R – Os empresários precisam dispor de normas de desempenho (acústico) de edificações e de mais informações relativas ao desempenho acústico de elementos utilizados em edificações, tais como paredes divisórias, lajes, caixilhos, janelas, portas, divisórias, etc. Infelizmente, essas normas e informações de desempenho ainda não se encontram disponíveis no Brasil.

P – Onde o piso flutuante deve ser especificado?
R – Em condomínios verticais, residenciais, sua aplicação é muito importante porque ele atenua os ruídos de queda de objetos, pisadas, movimentação de cadeiras, etc. O problema é mais crítico no barulho feito por crianças à noite, quando móveis são arrastados no andar de cima, etc.

P – Na sua opinião, é satisfatório o nível dos arquitetos que estão entrando no mercado para desenvolver projetos acústicos?
R – Na minha opinião, o nível deixa a desejar. Esta situação existe porque em um bom número de faculdades de arquitetura, o curso de acústica, quando faz parte do programa, normalmente é enxuto e o número de aulas limitado. Isto é, a matéria é diluída, aplicada junto com iluminação e conforto térmico. Por isso, é comum um arquiteto, depois de formado, contratar um consultor quando precisa desenvolver um projeto acústico.
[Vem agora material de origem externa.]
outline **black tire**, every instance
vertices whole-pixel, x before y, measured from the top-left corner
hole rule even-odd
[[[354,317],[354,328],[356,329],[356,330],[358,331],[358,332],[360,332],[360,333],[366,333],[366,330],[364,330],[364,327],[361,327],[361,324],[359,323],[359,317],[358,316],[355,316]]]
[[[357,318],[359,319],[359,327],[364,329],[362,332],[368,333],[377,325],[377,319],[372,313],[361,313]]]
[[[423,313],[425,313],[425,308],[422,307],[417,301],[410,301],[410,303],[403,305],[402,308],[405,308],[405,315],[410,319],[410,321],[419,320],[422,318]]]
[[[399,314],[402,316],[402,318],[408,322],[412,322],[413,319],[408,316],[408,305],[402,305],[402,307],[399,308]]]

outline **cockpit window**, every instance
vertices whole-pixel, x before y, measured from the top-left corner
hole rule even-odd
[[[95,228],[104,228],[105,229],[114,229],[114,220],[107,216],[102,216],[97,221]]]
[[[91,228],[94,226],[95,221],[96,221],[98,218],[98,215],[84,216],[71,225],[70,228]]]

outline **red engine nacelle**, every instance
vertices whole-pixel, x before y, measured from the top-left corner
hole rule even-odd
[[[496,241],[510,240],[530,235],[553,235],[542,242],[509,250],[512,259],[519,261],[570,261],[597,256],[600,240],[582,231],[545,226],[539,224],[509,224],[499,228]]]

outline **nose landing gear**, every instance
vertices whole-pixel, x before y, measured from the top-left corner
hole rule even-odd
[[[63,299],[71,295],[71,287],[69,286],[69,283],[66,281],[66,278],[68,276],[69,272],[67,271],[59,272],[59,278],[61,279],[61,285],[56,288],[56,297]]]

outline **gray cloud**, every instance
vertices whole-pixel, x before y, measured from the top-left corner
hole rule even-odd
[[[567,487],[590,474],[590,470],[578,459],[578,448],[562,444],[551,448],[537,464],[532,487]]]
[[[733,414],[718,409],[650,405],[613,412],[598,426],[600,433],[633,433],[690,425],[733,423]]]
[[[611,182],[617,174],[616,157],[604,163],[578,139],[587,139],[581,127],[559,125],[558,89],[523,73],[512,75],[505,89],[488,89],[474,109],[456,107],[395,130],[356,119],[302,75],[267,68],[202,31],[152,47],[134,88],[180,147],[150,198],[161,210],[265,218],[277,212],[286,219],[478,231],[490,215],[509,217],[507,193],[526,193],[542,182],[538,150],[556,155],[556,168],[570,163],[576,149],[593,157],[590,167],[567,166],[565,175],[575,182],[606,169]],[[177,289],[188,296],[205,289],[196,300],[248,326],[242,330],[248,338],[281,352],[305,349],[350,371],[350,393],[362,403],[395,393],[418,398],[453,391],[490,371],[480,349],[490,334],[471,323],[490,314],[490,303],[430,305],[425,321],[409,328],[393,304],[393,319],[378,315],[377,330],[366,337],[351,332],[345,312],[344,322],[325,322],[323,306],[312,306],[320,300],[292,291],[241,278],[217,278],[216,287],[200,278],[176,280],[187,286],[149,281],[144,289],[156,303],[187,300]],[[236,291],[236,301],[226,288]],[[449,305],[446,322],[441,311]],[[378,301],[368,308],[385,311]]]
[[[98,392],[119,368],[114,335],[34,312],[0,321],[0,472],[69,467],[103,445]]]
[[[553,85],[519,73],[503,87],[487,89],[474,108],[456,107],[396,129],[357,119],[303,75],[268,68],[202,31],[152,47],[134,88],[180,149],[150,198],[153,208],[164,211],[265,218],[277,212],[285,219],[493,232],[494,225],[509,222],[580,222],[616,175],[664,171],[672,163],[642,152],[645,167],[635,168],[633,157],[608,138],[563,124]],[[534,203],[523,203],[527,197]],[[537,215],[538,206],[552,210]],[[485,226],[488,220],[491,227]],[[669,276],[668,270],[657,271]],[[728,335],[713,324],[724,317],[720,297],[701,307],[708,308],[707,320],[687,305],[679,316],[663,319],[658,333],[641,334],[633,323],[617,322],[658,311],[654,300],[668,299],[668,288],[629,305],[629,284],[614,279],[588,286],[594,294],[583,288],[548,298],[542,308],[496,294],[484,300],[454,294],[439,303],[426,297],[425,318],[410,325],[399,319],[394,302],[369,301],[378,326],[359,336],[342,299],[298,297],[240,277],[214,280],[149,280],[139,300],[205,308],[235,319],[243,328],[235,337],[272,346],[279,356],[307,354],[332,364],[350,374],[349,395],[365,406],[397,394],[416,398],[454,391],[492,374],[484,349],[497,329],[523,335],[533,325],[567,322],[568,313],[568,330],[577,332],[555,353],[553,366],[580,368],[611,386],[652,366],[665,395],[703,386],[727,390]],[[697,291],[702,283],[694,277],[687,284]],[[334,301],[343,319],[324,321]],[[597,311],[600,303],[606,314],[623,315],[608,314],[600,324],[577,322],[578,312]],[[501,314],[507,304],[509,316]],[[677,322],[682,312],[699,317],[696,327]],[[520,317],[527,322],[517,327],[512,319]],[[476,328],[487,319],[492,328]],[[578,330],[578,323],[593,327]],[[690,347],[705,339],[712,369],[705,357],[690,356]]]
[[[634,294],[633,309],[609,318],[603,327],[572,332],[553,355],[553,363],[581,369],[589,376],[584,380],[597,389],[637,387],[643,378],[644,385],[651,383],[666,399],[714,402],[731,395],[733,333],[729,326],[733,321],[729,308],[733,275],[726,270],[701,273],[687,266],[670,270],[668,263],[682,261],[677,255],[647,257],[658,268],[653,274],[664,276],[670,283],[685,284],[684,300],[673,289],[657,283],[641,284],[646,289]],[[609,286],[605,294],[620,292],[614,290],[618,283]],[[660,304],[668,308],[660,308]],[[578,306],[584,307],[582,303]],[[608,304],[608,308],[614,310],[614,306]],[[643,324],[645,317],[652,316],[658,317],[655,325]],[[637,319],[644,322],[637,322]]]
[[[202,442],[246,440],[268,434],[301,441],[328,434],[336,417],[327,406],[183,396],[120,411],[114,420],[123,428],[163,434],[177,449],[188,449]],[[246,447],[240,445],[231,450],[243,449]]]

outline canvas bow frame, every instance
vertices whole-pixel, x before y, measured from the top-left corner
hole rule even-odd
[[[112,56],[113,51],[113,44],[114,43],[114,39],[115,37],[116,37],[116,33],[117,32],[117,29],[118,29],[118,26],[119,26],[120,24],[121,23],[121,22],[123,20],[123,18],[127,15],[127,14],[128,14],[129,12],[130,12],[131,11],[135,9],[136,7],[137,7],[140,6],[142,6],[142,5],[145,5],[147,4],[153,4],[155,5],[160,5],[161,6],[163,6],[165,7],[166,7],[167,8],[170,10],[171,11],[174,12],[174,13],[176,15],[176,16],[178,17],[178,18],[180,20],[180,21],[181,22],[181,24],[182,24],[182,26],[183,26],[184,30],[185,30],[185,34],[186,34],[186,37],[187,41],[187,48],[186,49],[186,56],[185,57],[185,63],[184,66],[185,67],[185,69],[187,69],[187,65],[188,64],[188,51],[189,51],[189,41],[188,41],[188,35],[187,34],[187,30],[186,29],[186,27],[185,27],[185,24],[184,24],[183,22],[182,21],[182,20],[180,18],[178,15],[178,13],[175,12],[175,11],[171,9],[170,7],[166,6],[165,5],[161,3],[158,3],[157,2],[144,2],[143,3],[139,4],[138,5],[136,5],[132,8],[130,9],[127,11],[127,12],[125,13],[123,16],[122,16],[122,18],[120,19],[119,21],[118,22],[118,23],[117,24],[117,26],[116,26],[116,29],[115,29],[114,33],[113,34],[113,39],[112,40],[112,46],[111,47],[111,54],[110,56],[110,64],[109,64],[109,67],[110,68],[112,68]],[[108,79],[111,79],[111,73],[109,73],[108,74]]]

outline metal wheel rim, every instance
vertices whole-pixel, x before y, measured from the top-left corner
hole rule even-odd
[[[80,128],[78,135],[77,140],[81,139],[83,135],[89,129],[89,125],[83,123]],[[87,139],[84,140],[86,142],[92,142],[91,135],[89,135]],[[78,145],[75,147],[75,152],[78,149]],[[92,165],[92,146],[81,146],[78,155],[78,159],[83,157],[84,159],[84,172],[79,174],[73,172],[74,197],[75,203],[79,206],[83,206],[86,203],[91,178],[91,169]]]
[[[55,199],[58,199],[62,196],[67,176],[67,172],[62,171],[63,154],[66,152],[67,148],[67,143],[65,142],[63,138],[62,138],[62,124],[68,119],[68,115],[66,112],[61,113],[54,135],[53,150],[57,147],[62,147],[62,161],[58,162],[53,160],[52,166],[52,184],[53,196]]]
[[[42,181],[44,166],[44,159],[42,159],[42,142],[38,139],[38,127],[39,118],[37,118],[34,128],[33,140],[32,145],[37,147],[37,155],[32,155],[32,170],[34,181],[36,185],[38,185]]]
P – Diante desta situação, como o professor avalia a iniciativa da Vibrasom que promoveu, em São Paulo, o 2º Seminário Soluções em Tratamento Acústico?
R – Esta iniciativa é oportuna. Afinal, o setor conta com poucos eventos deste tipo para que os profissionais possam trocar idéias com os profissionais mais experientes e colher subsídios para a criação e desenvolvimento de seus projetos.


Sylvio Reynaldo Bistafa
Professor do Departamento de Engenharia Mecânica da Escola Politécnica da USP onde leciona Mecânica dos Fluidos e Acústica. Professor orientador do programa de pós-graduação na área de Tecnologia da Arquitetura, na especialidade Acústica Arquitetônica, da Faculdade de Arquitetura e Urbanismo da USP, onde leciona a disciplina "Acústica das Salas". É "Master of Science" e Ph.D. pela "The Pennsylvania State University" - USA. Tem sua linha de pesquisa nas áreas de acústica aplicada e engenharia de controle de ruídos. Estagiou no Centre Scientifique e Technique du Batiment - CSTB em Paris e no Bundensanstalf fur Material Prufung - BAM em Berlim, onde desenvolveu trabalho experimental sobre ruído em instalações hidráulicas. Foi pesquisador do Applied Research Laboratory e do Noise Control Laboratory da "The Pennsylvania State University" - EUA, onde desenvolveu atividades de pesquisa sobre ruído aero e hidrodinâmico. Foi "visiting scientist" no grupo de acústica do National Research Council Canadá, onde desenvolveu pesquisa sobre inteligibilidade da fala em salas. Foi "visiting scholar" no Departamento de Mecânica Teórica e Aplicada da University of Illinois at Urbana-Champaign - EUA, onde desenvolveu pesquisa sobre determinação das frequências de ressonância complexas na sala retangular. Foi bolsista de produtividade em pesquisa do CNPq de 1985 a 1997. Recebeu da Fapesp, Capes e CNPq diversos auxílios para estagiar e participar de congressos no exterior. Orientou quatro dissertações de mestrado e quatro teses de doutorado na área de acústica aplicada. É autor e co-autor de mais de 90 artigos técnicos publicados em revistas e anais de congressos nacionais e internacionais. É autor do livro "Acústica Aplicada ao Controle do Ruído" (Editora Edgard Blucher, São Paulo, 2006). Possui cinco patentes sendo quatro em co-autoria. É parecerista "Ad-hoc" da Fapesp, Capes, CNPq, Fundunesp, Fundação Araucária e da Sociedade Brasileira Para o Progresso da Ciência. Foi secretário e presidente da Sociedade Brasileira de Acústica - SOBRAC. É membro "fellow" do "Institute of Noise Control Engineering" - INCE - USA e membro associado da "Acoustical Society of America" - ASA - USA.